BLOG ORLANDO TAMBOSI
Sócrates definiu como sua talvez única virtude reconhecer que 'nada sabia'. Há um espírito que se perdeu, aí, nesta época de certezas e dedos na cara. Fernando Schüler para a Veja:
James
Bennet escreveu um texto inusitado, na revista The Economist, perto da
virada do ano. Jornalista consagrado no The Atlantic, editor de opinião
do The New York Times, seu ponto era dizer que o Times havia “perdido o
rumo” na poeira da polarização política americana. O problema não era o
viés “progressista” do jornal. O problema era o traço patológico que
isso havia adquirido, em especial na era Trump. A partir daí, o jornal
passou não apenas a favorecer ideias mais à esquerda, mas a bloquear
sistematicamente as ideias conservadoras. Ele conta sobre a mesquinharia
de não permitir sequer a publicação de “cartas ao leitor”, de eleitores
de Trump, e a “indignação” com um perfil, ainda que crítico, de um
ativista da “nova direita”. A gota de água foi quando Bennet publicou um
artigo do senador republicano Tom Cotton defendendo uma ação mais
enérgica nos protestos violentos que se seguiram à morte de George
Floyd, em 2020. A visão de Bennet era: podia-se concordar ou não com o
senador, mas sua visão era legítima. E expressava a opinião de boa parte
do público americano. O ponto é que o jornal recuou. Foi apedrejado
pela claque de ativistas e Bennet acabou no olho da rua.
O
ponto essencial é a ideia defendida por Bennet sobre o papel do
jornalismo. Dos onze colunistas do The Times, apenas dois eram
“conservadores”, e ainda assim “moderados”. O jornal simplesmente
“ignorava a opinião de 150 milhões de americanos”, escreveu ele, em uma
nota. Se alguém efetivamente levasse a sério a ideia de “diversidade”, a
primeira decisão seria trazer mais vozes à “direita’, no espectro
político. Coisa que ninguém, no jornal, estava realmente disposto a
fazer. As pessoas continuavam a falar em diversidade, mas agiam de um
modo claramente unilateral. Outro ponto é a ideia de que era “perigoso”

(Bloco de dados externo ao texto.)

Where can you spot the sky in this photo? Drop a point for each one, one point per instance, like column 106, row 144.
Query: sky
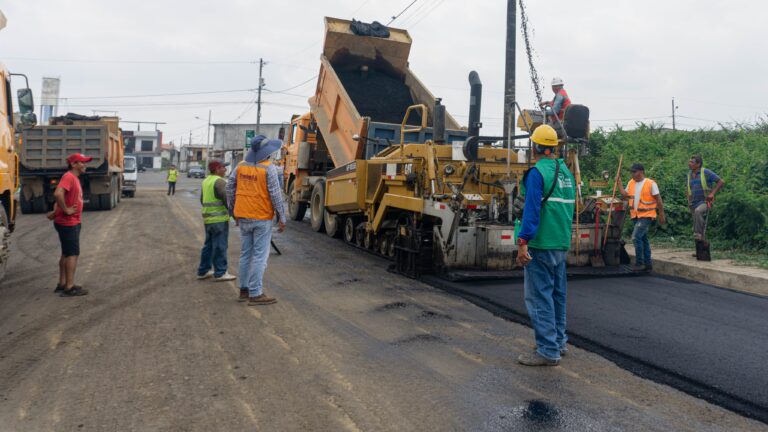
column 625, row 60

expor os leitores às ideias de Cotton ou dos apoiadores de Trump. A tese
do leitor hipossuficiente. Na prática, a lógica group-thinking, o Times
como um veículo, diz Bennet, “onde a elite progressista dos Estados
Unidos fala consigo mesma sobre um Estados Unidos que não existe
realmente”. Foi a mesma percepção de outra editora do Times, Bari Weiss.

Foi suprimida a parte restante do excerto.